For new Chinese-language curriculum to work, teachers have to show us respect, say ethnic minority pupils
Ethnic minority pupils offer views on scheme to teach Chinese as a second language
A Chinese-as-a-second-language curriculum will work only when teachers learn to respect the unique identities of non-Chinese-speaking children, a group of ethnic minority pupils and parents has said.
At a meeting organised by ethnic minority advocacy group Unison, the 20 or so people were invited to join the discussions.
Suleman Siddiqui, a teenager studying in CMA Choi Cheung Kok Secondary School, said one of his teachers once told him he should not expect to be anything but a train driver or toilet cleaner when he grew up.
"Why are we always stereotyped? Why do they have such low expectations of us?" asked Suleman, a Pakistani whose family has lived in Hong Kong for four generations.
The government is targeting such pupils, who are often sidelined in local Chinese-speaking schools, with its "Chinese as a second language" subject.
The subject will be introduced in September and a HK$200 million budget has been put aside to support it in its first year. Details such as sample lessons, assessment tools and learning materials have yet to be provided.

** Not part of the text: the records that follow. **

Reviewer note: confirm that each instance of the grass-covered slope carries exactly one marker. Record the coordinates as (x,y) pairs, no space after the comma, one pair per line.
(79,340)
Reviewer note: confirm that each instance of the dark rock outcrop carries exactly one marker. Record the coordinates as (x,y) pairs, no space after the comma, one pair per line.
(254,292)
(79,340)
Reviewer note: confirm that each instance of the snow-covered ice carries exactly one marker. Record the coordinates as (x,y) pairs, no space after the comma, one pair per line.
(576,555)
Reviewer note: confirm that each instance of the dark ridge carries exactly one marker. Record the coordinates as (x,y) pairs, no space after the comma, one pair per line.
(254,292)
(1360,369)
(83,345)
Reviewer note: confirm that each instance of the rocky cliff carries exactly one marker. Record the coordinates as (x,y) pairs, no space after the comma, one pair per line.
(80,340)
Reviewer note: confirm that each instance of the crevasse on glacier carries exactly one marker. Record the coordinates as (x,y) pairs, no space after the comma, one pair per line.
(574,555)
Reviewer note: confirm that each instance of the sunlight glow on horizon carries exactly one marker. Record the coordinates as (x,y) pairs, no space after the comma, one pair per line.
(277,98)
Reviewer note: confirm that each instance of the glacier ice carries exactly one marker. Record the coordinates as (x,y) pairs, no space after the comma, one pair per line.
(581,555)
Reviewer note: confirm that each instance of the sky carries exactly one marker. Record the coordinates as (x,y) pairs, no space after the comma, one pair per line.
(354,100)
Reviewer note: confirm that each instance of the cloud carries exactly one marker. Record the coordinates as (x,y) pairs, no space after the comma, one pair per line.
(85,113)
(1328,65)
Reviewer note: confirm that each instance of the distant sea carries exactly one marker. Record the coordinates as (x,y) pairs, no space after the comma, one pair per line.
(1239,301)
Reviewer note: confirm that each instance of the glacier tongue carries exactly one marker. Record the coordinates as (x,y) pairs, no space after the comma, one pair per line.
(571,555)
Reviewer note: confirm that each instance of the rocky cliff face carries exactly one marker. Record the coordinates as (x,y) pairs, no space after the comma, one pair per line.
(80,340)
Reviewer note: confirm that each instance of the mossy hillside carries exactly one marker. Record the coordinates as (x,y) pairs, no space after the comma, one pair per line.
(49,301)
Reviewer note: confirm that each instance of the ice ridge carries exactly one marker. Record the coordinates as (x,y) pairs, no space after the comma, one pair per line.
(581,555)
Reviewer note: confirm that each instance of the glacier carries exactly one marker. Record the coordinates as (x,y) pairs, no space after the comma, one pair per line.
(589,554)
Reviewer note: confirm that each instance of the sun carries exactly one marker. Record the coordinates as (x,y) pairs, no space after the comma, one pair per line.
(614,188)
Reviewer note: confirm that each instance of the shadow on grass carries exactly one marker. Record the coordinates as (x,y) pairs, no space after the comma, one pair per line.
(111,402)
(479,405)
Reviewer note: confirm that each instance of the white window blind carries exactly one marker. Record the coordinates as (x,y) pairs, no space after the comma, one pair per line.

But Praleena Gurung, Suleman's schoolmate, warned that if teachers did not change their methods, then it would be like throwing HK$200 million "into a trash bin".
The 14-year-old said her English-language teacher tackled global issues and explored different cultures with the class, while her Chinese-language teacher stuck to the textbook, which made lessons dry and boring.
"We're afraid we're going to learn in the same way with the same textbooks and the same teachers [when the new subject is implemented]," she said.
Reminding the meeting that Chinese was in fact their third language, the group said ethnic minority children were facing an identity crisis because their own cultures were not included in textbooks.
Former lawmaker and barrister Margaret Ng Ngoi-yee, who chairs the Unison board, said the lack of details about the new subject had led to anxiety among ethnic minority groups.
She said she was "thrilled" to see these children express their needs and concerns, and that she would deliver their opinions to the government.
University of Hong Kong law professor Puja Kapai said: "I think what the students are trying to tell us is that Chinese language is not the only part of this system that is broken. We need wholesale reform in education."